Old and new embeddings live in different vector spaces — distances between them are meaningless.

Migration Strategies

Strategy Downtime Cost Quality
Full re-embed None (dual-index) High (re-compute all) Best
Lazy re-embed None Gradual Mixed quality during transition
Compatible training None Training cost Model may be constrained
Adapter None One-time training Good but imperfect alignment

19.2 Compatibility-Aware Training

Train $v_2$ to produce embeddings aligned with $v_1$:

$$ \mathcal{L}_{\text{compat}} = \mathcal{L}_{\text{task}} + \lambda \sum_{i} \|f_{v_2}(x_i) - f_{v_1}(x_i)\|^2 $$

This backward-compatible training lets new queries work against old embeddings.

Matryoshka embeddings help

Models trained with Matryoshka Representation Learning produce embeddings where the first $k$ dimensions form a valid $k$-dimensional embedding. This enables dimension-adaptive search and gradual migration.

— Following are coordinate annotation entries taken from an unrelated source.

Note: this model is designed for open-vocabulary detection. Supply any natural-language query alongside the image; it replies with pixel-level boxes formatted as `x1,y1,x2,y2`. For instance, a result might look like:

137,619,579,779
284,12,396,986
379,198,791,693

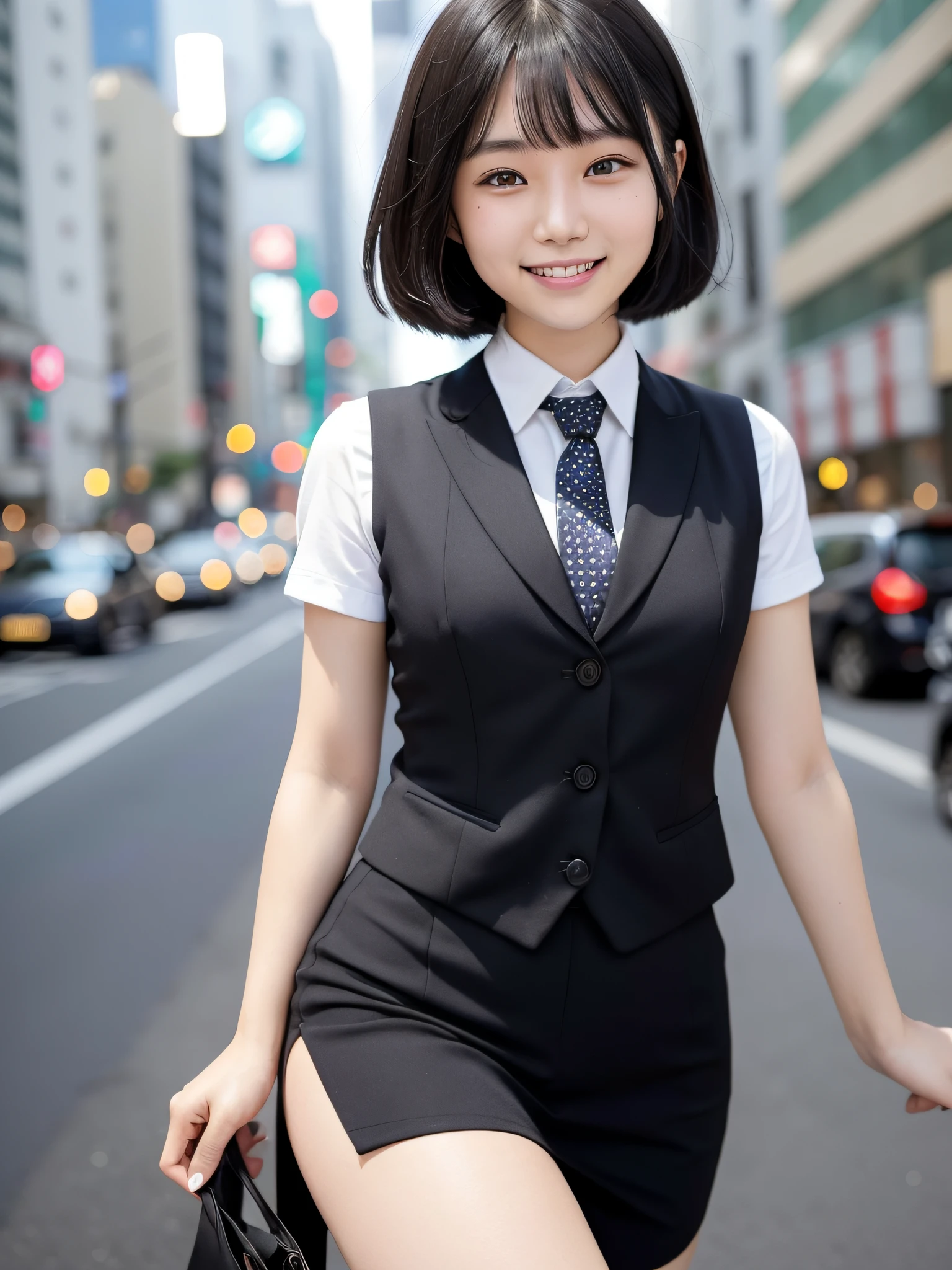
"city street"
0,584,952,1270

19.3 Concept Drift Detection

Monitoring Distribution Shift

$$ \text{MMD}^2(\mathcal{D}_{\text{old}}, \mathcal{D}_{\text{new}}) = \|\mu_{\text{old}} - \mu_{\text{new}}\|^2 + \text{trace}(\Sigma_{\text{old}} + \Sigma_{\text{new}} - 2\Sigma_{\text{cross}}) $$

When the Maximum Mean Discrepancy (MMD) between recent and historical embedding distributions exceeds a threshold, trigger alerts.

Practical Signals

Signal Indicates Action
Centroid drift > 5% Data distribution changed Retrain IVF centroids
Recall drop > 3% Index quality degraded Rebuild graph
Query-result distance increase Embedding space diverged Re-embed or fine-tune

19.4 Online Index Updates

Incremental vs. Periodic Rebuild

flowchart TD
    A{Update frequency?}
    A -->|Minutes| B[Incremental: insert into live HNSW]
    A -->|Daily| C[Periodic: nightly rebuild from scratch]
    A -->|Weekly| D[Full: rebuild + parameter re-tune]

Shadow Index Pattern

  1. Build a new index in the background
  2. Run a recall test against ground truth
  3. If quality ≥ threshold, swap atomically
  4. Roll back if quality regresses

References

  1. Kusupati, A., et al. (2022). Matryoshka Representation Learning. NeurIPS.
  2. Shen, Y., et al. (2020). Backwards-Compatible Representation Learning. CVPR.